Évelyne, brusquement, fondit en larmes. Raymonde, déconcertée, arrêta net son dithyrambe.
— Que te prend-il, Lynette ?
Insensiblement, les deux amies s’étaient écartées des écolières qui, dans l’espace découvert, couraient et sautaient pour se réchauffer. L’œil vigilant de Mlle Duluc découvrit, entre les massifs, la fillette en larmes. Promptement, la maîtresse inquiète accourut :
— Évelyne, ma petite enfant ! vous êtes-vous fait mal ? Qu’est-ce qui vous chagrine ?

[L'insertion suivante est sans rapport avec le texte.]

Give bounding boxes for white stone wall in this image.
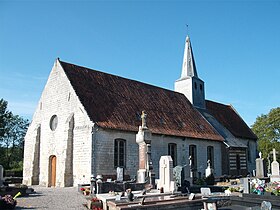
[23,61,93,186]
[92,128,222,178]
[238,138,257,173]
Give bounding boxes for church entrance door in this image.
[49,155,56,187]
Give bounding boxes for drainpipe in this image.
[91,123,98,177]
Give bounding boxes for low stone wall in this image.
[230,193,280,210]
[107,198,206,210]
[97,182,146,193]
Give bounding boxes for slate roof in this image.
[205,100,257,140]
[59,61,224,141]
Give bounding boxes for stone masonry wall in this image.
[92,129,222,181]
[23,61,93,187]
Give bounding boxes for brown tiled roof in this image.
[60,61,223,141]
[206,100,257,139]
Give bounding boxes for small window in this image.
[189,145,197,170]
[168,143,177,166]
[207,146,214,168]
[50,115,58,131]
[114,139,126,168]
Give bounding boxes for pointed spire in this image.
[180,36,197,79]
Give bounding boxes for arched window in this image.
[114,139,126,168]
[207,146,214,168]
[168,143,177,166]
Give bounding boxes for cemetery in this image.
[78,116,280,210]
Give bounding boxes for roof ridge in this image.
[59,59,184,95]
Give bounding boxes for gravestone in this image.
[240,177,250,193]
[136,111,155,186]
[205,160,214,177]
[173,166,183,186]
[256,152,264,178]
[0,165,4,187]
[157,156,175,192]
[117,167,123,182]
[270,149,280,182]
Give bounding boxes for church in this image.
[23,36,257,187]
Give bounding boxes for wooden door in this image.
[50,156,56,187]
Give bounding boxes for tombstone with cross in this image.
[270,149,280,182]
[157,156,175,192]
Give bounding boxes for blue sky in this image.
[0,0,280,125]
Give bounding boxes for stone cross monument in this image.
[270,149,280,182]
[157,156,175,192]
[136,111,155,186]
[256,152,264,178]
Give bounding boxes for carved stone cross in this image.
[141,111,147,128]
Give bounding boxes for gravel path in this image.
[16,186,87,210]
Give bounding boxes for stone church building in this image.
[23,37,257,187]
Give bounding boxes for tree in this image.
[252,107,280,162]
[0,99,29,169]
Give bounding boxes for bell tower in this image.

Elle rapprochait tout contre elle la jeune affligée, et considérant Raymonde avec une certaine sévérité :
— Est-ce Airvault qui vous a peinée ?
Mlle Duluc sentit contre sa poitrine le grelottement du petit cœur éperdu. Incapable encore de répondre, Évelyne dégagea son bras et saisit à l’aveuglette la main de son amie.
— Non ! Non ! Airvault ne saurait me faire de peine volontairement. Mais elle m’en fera beaucoup, néanmoins… quand elle s’en ira. Tout à coup, l’idée de ce jour… joyeux pour elle, triste pour moi, s’est présentée. Et cela m’a été cruel.
Ton son corps trembla dans un long frémissement. Mlle Duluc resserra son étreinte.
— Sensitive ! Nous n’en sommes pas là ! Ne souffrons jamais d’avance. A chaque jour suffit sa peine.